It was as if a member of the Royal Family was in Trafalgar at the weekend as Holdens for as long as the eye could see lined Waterloo Road and the town’s surrounding side streets.
About 3000 Holden’s spanning almost seven decades rolled into the town on Sunday for a tribute to commemorate the end of Australia’s car manufacturing industry.
Motoring enthusiasts and onlookers could not help but be drawn to the rare and unique classics as the company, renowned as an Australian icon, closed its doors on Friday.
Trafalgar’s recreation reserve was also a hive of activity, used as an overflow car park for the hundreds of remaining Holdens that travelled from across Victoria to take part in the day.
Cars began to congregate in the town on Friday as the first lot of Holdens from the FX-FJ Holden Club – Melbourne Chapter rolled into Gippsland on Saturday morning.
The tribute recognised the end of car manufacturing in Australia as the final Aussie-built Commodore rolled off the company’s Elizabeth production line in South Australia last week.
Trafalgar Holden Museum president Neil Joiner said the tribute saluted the iconic make and acknowledged the end of the Australia’s motoring industry “as we once knew it”.
“We should never have been in doubt, should we?,” Mr Joiner told The Express after the event.
“It was just fantastic to think that the weather was against us and we still had over 3000 motorcars and 5000 people here, it just blew everyone away. It was incredible.”
Emcee and museum committee member Richard Sherman addressed the crowd and spoke briefly to Joe Felice, a former sales and marketing executive with General Motors Holden who worked for the company for more than 40 years, and the museum’s founder, Neil Joiner.
Mr Joiner did not let the faulty public address system dampen the event, receiving a passionate round of applause from the people who braved the winter-like conditions.

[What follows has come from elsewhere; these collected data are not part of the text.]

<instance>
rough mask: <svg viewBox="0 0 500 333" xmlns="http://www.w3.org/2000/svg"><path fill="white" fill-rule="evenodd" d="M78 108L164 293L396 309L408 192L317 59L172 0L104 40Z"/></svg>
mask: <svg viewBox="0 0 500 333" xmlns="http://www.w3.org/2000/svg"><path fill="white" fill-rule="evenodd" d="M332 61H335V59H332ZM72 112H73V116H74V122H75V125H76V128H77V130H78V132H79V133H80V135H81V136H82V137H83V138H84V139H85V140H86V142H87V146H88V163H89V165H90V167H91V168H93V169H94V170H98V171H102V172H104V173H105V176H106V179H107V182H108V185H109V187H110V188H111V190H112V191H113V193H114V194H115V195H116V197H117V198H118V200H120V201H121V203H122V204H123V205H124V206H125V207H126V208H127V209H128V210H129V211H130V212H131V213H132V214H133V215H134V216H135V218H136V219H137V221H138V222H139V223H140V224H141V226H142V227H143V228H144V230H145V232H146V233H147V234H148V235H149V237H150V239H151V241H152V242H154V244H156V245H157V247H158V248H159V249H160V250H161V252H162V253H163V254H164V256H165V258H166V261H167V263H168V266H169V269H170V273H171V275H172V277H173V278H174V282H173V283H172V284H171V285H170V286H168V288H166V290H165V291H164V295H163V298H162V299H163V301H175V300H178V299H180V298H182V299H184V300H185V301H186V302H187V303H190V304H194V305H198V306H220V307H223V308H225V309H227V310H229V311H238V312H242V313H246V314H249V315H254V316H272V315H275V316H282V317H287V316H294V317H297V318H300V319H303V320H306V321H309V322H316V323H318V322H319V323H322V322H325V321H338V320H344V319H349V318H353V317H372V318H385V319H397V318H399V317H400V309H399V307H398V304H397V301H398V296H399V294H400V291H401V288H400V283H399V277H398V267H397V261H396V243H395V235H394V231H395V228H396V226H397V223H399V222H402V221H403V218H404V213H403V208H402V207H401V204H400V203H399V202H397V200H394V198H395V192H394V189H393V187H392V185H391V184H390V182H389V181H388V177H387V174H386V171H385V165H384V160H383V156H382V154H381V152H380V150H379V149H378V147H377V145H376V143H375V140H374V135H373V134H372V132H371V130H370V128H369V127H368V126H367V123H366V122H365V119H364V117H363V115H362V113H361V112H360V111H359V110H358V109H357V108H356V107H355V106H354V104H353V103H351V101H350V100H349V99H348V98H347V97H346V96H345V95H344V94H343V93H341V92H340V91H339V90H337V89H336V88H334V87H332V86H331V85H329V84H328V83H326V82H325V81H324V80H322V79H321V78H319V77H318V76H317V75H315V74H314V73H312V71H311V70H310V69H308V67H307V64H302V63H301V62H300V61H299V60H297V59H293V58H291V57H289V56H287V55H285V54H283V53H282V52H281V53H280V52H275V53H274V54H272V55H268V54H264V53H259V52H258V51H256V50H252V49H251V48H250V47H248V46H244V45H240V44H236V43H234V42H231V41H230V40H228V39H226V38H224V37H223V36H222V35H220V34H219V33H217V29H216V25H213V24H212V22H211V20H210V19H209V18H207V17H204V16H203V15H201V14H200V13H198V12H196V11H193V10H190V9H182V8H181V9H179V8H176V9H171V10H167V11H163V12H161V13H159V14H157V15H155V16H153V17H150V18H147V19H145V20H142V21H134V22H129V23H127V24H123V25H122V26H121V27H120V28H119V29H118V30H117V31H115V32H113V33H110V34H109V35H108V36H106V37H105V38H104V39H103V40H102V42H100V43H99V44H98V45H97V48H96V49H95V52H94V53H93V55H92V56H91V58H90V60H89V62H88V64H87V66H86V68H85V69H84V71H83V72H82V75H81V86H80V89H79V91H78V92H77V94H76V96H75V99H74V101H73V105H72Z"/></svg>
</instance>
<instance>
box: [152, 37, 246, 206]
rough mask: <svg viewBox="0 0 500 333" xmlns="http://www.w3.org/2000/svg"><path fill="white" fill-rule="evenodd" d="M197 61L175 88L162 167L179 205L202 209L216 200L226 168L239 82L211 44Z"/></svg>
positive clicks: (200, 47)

After official proceedings, drivers jumped into their vehicles bound for a cruise on Route 69, a 69-kilometre journey through Gippsland marking the end of 69 years of Holden in Australia.
The convoy left the museum just after 2pm, led by the FX-FJ Holden Club – Melbourne Chapter, bound for Willow Grove along Seven Mile Road.
Hundreds of people lined streets to get a glimpse of the hard-to-miss convoy.
Many people greeted the procession at Willow Grove as it made its way through the town towards Blue Rock Dam.
As the convoy crossed the dam’s wall, hundreds of Holdens spanning almost 70 years glistened in the overcast conditions as the rain held off for most of the drive.
The Holdens then turned around and headed towards Tanjil South before eventually reaching Moe and then Trafalgar via Waterloo Road.
“It really meant everything to us, it puts us on the map, it puts Trafalgar on the map and I think we’ve highlighted one of the great things of Gippsland,” Mr Joiner said.
“We had one person here from New Zealand and a lot of these cars have come from across the state. We had people from Deniliquin, one guy from Wodonga, it was amazing.”
One member of the public, Ron from Pakenham, said it was “the best bloody car show I’ve ever been to” while another person described the event as “the perfect send off”.
When asked if a similar event would be run in the future, Mr Joiner replied “absolutely”.
“We’ll be doing it all over again next year and hopefully if the weather gods look kindly on us, we’ll have more people here,” he said.
“Our thanks to everybody who was involved and especially our volunteers and committee members, they were just fantastic.”